June neben mir lachte bei dem Anblick und auch ich grinste vor mich hin.

Ich legte meine eine Hand auf seine, während ich die Krücken in der Anderen hielt und beruhigte ihn damit ein wenig.
Kilian gab mir einen Kuss auf die Wange.
„Ich nehme auch noch einen Eiscafé.", sagte er bedrohlich ruhig und bekam ein Nicken von seinem Gegenüber.

„Das wären dann 11,60 €.", sprach er leise und schaute mich kein einziges Mal mehr an.
Kilian bezahlte für uns und wir setzten uns an einen kleinen Tisch.

„Toller Auftritt, der Herr.", lobte ihn June und fing erneut an zu lachen.

„Er soll bloß seine Finger bei sich behalten.", sagte Kilian immer noch aufgebraust.

„Es ist doch nichts passiert."
Beruhigend legte ich meine Hand auf sein Bein und nahm einen Schluck meines Getränkes.
„Sonst wäre er auch schon längst tot.", antwortete er mir schulterzuckend und schaute mich an.

„Wehe!"
Warnend hob ich meinen Zeigefinger und schaute ihn gespielt böse an.
Daraufhin lachte er jedoch nur und nahm meine Hand in seine.

„Ich bring euch noch nach Hause.", erklang Kilians Stimme neben mir.

Wir waren gerade aus dem Café gegangen, wo Kilian dem Mitarbeiter noch ein letztes Mal seinen Killerblick zu geworfen hatte.

Er führte uns zu seinem Auto in welches wir einstiegen.

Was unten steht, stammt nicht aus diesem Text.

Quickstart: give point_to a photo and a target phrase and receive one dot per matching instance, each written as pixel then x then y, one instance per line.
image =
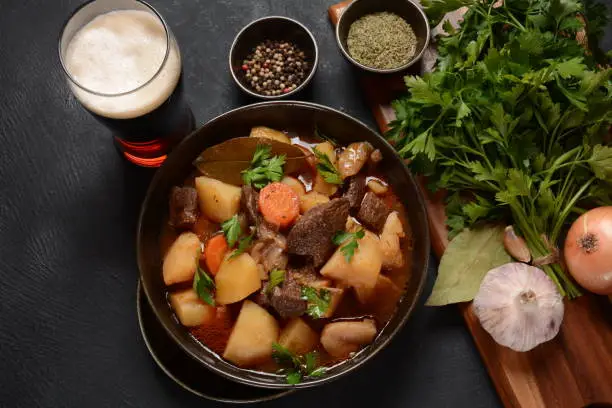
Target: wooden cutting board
pixel 572 371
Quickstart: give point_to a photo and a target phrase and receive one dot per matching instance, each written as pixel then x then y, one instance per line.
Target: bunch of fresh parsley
pixel 513 121
pixel 264 167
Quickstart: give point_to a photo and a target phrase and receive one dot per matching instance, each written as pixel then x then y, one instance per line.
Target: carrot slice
pixel 279 204
pixel 214 251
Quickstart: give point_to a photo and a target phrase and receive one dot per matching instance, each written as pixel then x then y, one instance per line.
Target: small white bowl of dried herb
pixel 383 36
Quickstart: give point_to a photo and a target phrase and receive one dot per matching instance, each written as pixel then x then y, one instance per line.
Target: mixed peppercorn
pixel 275 68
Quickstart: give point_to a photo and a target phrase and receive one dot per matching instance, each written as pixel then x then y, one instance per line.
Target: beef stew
pixel 343 266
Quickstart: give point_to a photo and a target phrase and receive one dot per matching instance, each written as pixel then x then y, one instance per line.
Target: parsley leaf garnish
pixel 264 167
pixel 515 114
pixel 243 244
pixel 349 239
pixel 231 229
pixel 277 276
pixel 326 168
pixel 318 301
pixel 294 366
pixel 203 285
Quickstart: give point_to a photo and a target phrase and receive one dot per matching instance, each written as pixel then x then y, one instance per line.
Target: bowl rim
pixel 407 65
pixel 425 238
pixel 306 81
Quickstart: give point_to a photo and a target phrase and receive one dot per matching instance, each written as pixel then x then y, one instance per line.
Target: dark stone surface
pixel 68 212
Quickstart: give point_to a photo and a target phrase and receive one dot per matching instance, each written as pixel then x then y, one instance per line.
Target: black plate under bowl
pixel 304 118
pixel 186 372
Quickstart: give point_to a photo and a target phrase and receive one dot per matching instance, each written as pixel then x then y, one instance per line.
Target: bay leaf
pixel 467 259
pixel 226 161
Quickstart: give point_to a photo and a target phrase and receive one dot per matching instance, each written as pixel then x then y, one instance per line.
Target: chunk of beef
pixel 375 157
pixel 270 255
pixel 183 207
pixel 286 299
pixel 356 190
pixel 311 236
pixel 304 274
pixel 261 298
pixel 248 203
pixel 373 212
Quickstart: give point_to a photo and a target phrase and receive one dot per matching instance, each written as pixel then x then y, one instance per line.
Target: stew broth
pixel 380 307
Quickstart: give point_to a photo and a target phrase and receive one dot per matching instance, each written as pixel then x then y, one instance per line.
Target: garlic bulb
pixel 519 306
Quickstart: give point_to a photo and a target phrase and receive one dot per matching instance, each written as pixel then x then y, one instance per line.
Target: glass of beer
pixel 123 64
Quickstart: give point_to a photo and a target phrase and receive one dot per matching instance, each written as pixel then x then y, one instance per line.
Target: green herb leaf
pixel 422 92
pixel 232 230
pixel 243 244
pixel 294 377
pixel 326 168
pixel 318 372
pixel 601 162
pixel 264 168
pixel 322 136
pixel 468 258
pixel 349 239
pixel 318 301
pixel 277 276
pixel 296 366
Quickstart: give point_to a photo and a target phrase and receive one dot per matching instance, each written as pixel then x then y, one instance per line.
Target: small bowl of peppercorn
pixel 273 57
pixel 383 36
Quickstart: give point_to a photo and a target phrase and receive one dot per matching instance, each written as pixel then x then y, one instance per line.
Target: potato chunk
pixel 298 337
pixel 364 268
pixel 180 260
pixel 385 289
pixel 342 338
pixel 390 241
pixel 189 309
pixel 336 297
pixel 218 201
pixel 312 199
pixel 267 133
pixel 237 278
pixel 295 184
pixel 252 336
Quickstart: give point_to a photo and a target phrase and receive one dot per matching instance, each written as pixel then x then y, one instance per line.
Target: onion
pixel 588 250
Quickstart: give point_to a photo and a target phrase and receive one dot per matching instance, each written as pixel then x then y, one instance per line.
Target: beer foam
pixel 119 52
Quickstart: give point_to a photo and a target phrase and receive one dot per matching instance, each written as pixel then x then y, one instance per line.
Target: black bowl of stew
pixel 387 311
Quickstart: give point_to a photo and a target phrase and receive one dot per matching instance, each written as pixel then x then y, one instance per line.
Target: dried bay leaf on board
pixel 227 160
pixel 467 259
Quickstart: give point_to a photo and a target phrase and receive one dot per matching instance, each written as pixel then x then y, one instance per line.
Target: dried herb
pixel 381 40
pixel 468 258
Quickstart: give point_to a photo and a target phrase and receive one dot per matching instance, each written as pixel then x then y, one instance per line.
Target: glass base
pixel 152 153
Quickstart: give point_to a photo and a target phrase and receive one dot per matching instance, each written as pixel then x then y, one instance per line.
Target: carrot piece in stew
pixel 214 251
pixel 279 204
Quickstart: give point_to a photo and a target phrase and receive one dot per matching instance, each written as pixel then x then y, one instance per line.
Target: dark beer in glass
pixel 123 65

Zuerst brachten wir June nach Hause, welche sich von uns verabschiedete und uns noch ein schönes Wochenende wünschte.

Es war bereits am dämmern und somit um die sechs Uhr.
Bald kam der Frühling auf welchen ich mich sehr freute.
Das hieß, die Bäume begannen erneut zu blühen, die Vögel würden durch den Wald fliegen und etwas mehr Stimmung in die Stille bringen.
Ebenso hieß das, mehr Tiere im Wald und somit mehr Essen.

„Woran denkst du?", fragte mich Kilian und schaute mich dabei liebevoll an.

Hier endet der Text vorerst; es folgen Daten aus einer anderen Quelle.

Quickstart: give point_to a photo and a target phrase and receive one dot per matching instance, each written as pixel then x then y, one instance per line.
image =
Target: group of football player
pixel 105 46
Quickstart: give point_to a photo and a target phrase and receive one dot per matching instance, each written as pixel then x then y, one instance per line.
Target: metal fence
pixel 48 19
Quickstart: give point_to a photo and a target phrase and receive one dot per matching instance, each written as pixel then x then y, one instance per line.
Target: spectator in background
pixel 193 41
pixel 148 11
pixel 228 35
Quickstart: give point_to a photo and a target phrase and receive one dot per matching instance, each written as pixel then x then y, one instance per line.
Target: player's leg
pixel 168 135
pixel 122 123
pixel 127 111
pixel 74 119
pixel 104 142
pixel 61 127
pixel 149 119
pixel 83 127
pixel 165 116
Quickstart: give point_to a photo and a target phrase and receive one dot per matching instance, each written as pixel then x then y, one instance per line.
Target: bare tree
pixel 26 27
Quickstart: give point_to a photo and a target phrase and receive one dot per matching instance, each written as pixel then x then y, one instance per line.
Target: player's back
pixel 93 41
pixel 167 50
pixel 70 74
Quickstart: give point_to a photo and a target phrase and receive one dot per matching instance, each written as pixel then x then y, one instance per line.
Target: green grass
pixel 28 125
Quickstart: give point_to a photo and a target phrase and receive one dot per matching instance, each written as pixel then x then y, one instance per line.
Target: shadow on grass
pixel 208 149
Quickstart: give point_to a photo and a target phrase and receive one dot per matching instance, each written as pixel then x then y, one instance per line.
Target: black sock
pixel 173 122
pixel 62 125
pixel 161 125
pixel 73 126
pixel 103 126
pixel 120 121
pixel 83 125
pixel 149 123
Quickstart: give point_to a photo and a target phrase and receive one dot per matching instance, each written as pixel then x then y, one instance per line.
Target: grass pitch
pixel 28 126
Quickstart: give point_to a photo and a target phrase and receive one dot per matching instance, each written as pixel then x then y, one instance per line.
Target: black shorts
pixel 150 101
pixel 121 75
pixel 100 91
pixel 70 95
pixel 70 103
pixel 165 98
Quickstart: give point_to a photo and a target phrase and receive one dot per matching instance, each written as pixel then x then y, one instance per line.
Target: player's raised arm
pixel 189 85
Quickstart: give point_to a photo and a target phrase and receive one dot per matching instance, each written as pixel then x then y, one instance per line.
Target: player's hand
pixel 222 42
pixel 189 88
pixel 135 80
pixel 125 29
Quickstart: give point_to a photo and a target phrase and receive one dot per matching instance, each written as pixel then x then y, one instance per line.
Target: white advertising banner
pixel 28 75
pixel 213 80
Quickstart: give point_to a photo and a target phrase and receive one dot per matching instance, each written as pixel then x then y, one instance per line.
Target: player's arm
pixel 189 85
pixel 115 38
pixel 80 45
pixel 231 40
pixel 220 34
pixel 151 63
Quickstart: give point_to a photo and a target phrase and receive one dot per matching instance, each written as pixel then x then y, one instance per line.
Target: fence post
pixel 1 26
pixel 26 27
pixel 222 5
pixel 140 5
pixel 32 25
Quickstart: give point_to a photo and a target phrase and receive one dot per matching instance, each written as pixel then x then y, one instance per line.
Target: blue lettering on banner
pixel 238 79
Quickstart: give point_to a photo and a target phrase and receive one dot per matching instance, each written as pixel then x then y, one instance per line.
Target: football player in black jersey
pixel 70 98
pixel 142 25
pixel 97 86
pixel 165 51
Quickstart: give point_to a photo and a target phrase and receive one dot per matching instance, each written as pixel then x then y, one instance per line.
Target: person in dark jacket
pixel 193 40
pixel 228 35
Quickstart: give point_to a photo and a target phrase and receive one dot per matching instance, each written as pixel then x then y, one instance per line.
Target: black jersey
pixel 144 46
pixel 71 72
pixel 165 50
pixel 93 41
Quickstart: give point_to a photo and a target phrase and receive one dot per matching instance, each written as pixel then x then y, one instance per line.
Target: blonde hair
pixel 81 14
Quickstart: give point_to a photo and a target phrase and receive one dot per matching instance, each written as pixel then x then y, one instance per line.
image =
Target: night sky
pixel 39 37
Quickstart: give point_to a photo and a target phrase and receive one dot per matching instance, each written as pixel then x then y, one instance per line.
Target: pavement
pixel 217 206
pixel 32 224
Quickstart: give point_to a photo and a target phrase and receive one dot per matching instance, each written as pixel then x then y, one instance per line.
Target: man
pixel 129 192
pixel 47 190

„An den Frühling.", antwortete ich wahrheitsgemäß und erwiderte seinen Blick.

Vor meiner Haustür blieb ich noch kurze Zeit sitzen, ehe ich Kilian einen Kuss auf die Wange gab und mich schnellstmöglich aus dem Auto ins Haus machte.
Ich wusste, ich hatte ihn damit durcheinander gebracht, da ich ihm bisher noch nie einen Kuss gegeben hatte.

***

Ich fragte mich wann wir uns so nah gekommen waren. Küsschen hier, Umarmung da, Händchen halten und und und.
Es gefiel mir, gar keine Frage. Aber ich hatte Angst davor, wenn er die Wahrheit erfuhr. Er würde mich von sich stoßen. Von mir enttäuscht sein oder sonst etwas.

Denk nicht so über ihn.

Wieso nicht? So gut kenne ich ihn nun auch nicht, um zu wissen wie er reagiert.

Eben. Du kannst es nicht wissen. Also denk nicht darüber nach.

Okay, okay, Isaiah.

Müde streckte ich meine Pfoten von mir und gähnte einmal ausgiebig.
Ich lag am Bach und hatte gerade einen Hasen verspeist.
So konnte man auch Geld sparen.

Ich zuckte erschrocken zusammen, als ich ein Knacken hinter mir hörte.
Flink stand ich auf allen Vieren und schaute mich um.
Langsam wich ich immer mehr zurück und als ich leuchtende Augen und leises Knurren hörte, rannte ich los.

Ich wusste nicht wohin, aber ich rannte einfach.
Ich rannte um mein Leben.
Drei Wölfe waren hinter mir her, welche ich nach kurzer Zeit als meine Klassenkameraden ausmachen konnte.

Liam, Ethan und Aiden.
Nicht unbedingt meine liebste Gesellschaft gerade.
Ich sprang über Wurzeln und lief Zick Zack um die Bäume.
Es erinnerte mich an meine Kindheit.

Schlechter Zeitpunkt, Milo.

Tschuldigung.

Ich sprang erneut über eine Wurzel und landete genau in einer Jägerfalle.
Diese riss mich in die Luft.
Ich merkte den Schmerz an meiner rechten Vorderpfote und jaulte gequält auf.

Fuck.
Ich glaub ich heul gleich.

Solche Schmerzen hatte ich noch nie.
Es fühlte sich an, als ob mein Bein gleich ab wär.

Durch meine Geschwindigkeit schlug ich sogar noch mit meinem Kopf gegen einen Baum, welcher mich augenblicklich ausknockte.